By: Charles Owen-Jackson
April 28, 2022
A European perspective on the cybersecurity impact of Russia's invasion of Ukraine
By: Charles Owen-Jackson
April 28, 2022
Russia's illegal invasion of Ukraine highlights growing concerns across Europe and beyond, not just in terms of military conflict but also cyberwarfare.
When Russia launched a full-scale invasion of its neighbor on February 24, 2022, it quickly became clear that Ukraine could end up on the front lines of a much greater threat waged against the entire western world. In response, the EU has been hard at work mobilizing a cyber defense team of both civilian and military professionals to help protect Ukraine and the rest of Europe from Kremlin-backed threat actors.
What are Russia's cyber targets in Europe and beyond?
Unsurprisingly, Ukraine is Russia's primary target for cyberattacks. In the past decade, these have included coordinated attacks on the country's power grids and other critical infrastructure assets and supply chains. Other attacks in recent years have targeted EU and NATO countries as well, including Estonia, France, Germany, and Poland. The US has also been a target, with CNN reporting in 2015 Russian cyberattacks against the White House itself.
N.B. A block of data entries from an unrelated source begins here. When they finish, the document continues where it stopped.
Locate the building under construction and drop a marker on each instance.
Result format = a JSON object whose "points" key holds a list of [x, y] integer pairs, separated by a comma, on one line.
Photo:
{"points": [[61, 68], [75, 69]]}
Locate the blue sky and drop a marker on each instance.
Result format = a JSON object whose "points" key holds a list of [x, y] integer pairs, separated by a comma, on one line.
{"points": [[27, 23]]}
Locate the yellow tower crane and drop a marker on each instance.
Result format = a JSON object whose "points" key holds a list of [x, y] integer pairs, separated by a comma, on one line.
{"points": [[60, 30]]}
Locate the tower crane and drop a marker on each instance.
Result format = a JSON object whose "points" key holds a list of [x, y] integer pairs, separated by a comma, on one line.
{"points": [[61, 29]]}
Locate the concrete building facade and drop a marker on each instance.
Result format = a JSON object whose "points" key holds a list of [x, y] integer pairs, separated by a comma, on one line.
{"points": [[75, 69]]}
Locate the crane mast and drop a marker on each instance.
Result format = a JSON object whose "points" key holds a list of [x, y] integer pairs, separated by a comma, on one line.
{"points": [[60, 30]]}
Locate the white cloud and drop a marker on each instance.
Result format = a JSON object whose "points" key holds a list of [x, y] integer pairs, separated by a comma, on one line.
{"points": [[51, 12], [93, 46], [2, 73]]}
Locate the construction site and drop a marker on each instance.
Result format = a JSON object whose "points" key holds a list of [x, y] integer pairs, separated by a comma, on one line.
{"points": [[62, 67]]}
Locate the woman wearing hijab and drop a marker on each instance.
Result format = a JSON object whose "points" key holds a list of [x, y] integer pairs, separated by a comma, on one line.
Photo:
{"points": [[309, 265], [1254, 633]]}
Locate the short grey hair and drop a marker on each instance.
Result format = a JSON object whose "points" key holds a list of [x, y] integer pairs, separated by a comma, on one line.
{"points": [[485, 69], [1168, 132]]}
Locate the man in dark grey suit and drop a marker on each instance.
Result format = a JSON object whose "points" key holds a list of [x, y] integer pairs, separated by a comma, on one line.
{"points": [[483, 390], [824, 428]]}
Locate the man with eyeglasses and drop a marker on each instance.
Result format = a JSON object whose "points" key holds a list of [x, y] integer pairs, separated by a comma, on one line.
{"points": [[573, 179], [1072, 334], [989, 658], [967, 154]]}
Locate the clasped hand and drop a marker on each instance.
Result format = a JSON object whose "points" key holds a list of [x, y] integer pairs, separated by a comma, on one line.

Cyber attacks orchestrated by Russia take many different forms, and there are many different threat actors involved. Arguably, the most dangerous ones are those orchestrated by Russia's intelligence agencies, which are directly funded by the Kremlin and often launch attacks in cyberespionage. Other attacks, especially those that cause direct economic or social disruption, tend to be orchestrated by Russia-based cybercrime syndicates in the name of financial gain. It is widely believed among Western security experts that these groups, while not officially endorsed by the Kremlin, are allowed to operate freely, provided they do not target companies or individuals in Russia or its allies.
The day before Russia invaded Ukraine, Slovak internet security company ESET reported widespread DDoS attacks and previously unknown data wiper malware deployed in Ukraine. Among the targets were government organizations, ministries, and financial institutions. While these were relatively simple attacks without far-reaching consequences, they do make clear the growing threat of cyberwarfare not just against Ukraine but also its allies in Europe and North America.
It was widely feared that, in the early stages of Russia's invasion of Ukraine, it would launch attacks to shut down the country's critical infrastructure and communication services. Although this did not transpire, security experts have little doubt that Russia is instead leveraging its digital capabilities for the purposes of cyberespionage. These attacks have already reached beyond the borders of Ukraine to target military assets in Poland with phishing scams to obtain confidential information. Not only is cyberespionage a direct threat to the target country's national security – any information compromised might also be manipulated and misappropriated in an attempt for Russia to justify its actions.
For those 5,000 miles away in the US, which has made clear its intention to avoid direct military involvement in the conflict, it might be easy to shrug off the threat of Russian cyberattacks. However, the Cybersecurity and Infrastructure Security Agency (CISA) has already warned all organizations and individuals in the US to prepare for the possibility of sophisticated attacks, such as advanced persistent threats (APTs). Moreover, given the severity of the sanctions levied against Russia in response to its invasion of Ukraine, it is likely a matter of when – rather than if – this happens.
How is Europe preparing for cyberattacks?
The EU's Cyber Rapid Response Team is comprised of cybersecurity experts from six participating member states coordinated by Lithuania. The move came as Ukrainian officials warned about cyberattacks ahead of the invasion. Recent events notwithstanding, cyberattacks waged by Russia against Ukraine and the West are nothing new. Since the start of the war in Donbas in 2014, Ukraine has been a testing ground for cyberwarfare.
The increasing danger of cyberattacks and cyber espionage is top of mind for the EU, NATO, and other geopolitical blocs. Political leaders and security experts continue to warn businesses and individuals about the risks and develop responses to the threats. The need for multilayered cyber defenses and proactive strategies has never been clearer when countering increasingly sophisticated threats orchestrated by rogue and hostile regimes.
Several countries in Europe, including Romania, Hungary, Poland, and Finland, have called upon EU leaders to implement a 'digital shield' to protect the region's critical infrastructure and ensure the continuity of vital economic, defensive, and societal operations. With new malware and other attack vectors emerging every day, widespread training and awareness, bolstered by cutting-edge technical measures, has never been more important.
It is clear, especially from the Central and Eastern European perspective, that, so long as the current Kremlin regime exists, the dual threat of cyber warfare and cyberespionage waged by Russia and its allies is not likely to subside. Those on the frontlines of Russia's invasion present a stark warning that the entire western world is a potential target.